A party of eight was chosen to explore the island: Captain Esquelamar and three of his sailors, Vixa, Armantaro, Harmanutis, and Vanthanoris. Manneto was left in charge of the ship, and Paladithel put in command of the remaining warrior contingent.
Although Armantaro and the other two warriors in the landing party had donned full battle dress, Vixa demurred, saying, “I’m only going to climb a hill, not fight a battle. Why should I wear armor in this heat?” She did, however, take along her fine Qualinesti sword.
A section of the ship’s rail was removed, and supplies for the landing party lowered by rope to the raft. Vanthanoris and two sailors went down first, holding the raft steady by its mooring lines. The others followed. Below the waterline the hull was studded with razor-sharp barnacles. Deprived of water, the creatures made eerie clicking sounds as they gasped in the air.

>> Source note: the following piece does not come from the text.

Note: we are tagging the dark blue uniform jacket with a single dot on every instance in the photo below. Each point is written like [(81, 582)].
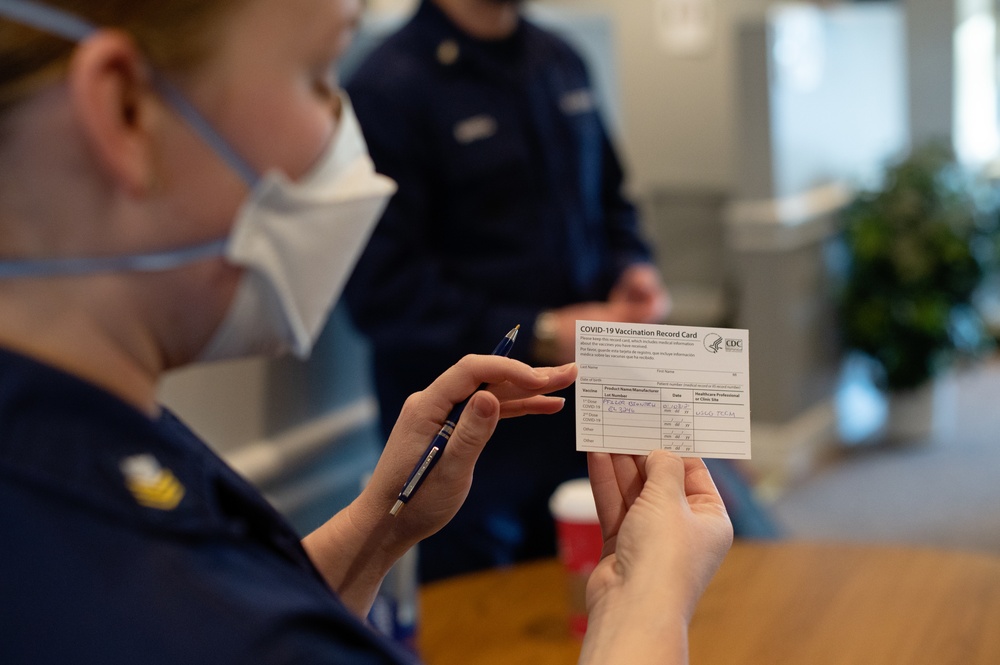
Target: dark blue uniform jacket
[(125, 540), (509, 203)]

From the deck, Manneto called down, “How long will you be, Captain?”
Esquelamar shaded his eyes, checking the position of the sun. It was perhaps two hours after dawn. “We’ll be back before sundown,” he called back.
“Aye, aye, sir.”
With the captain at the raft’s plank rudder and the sailors and warriors on the oars, they set off for the unknown island that had risen from the bottom of the sea. And Vixa said a silent prayer to the Blue Phoenix, lord of the sea.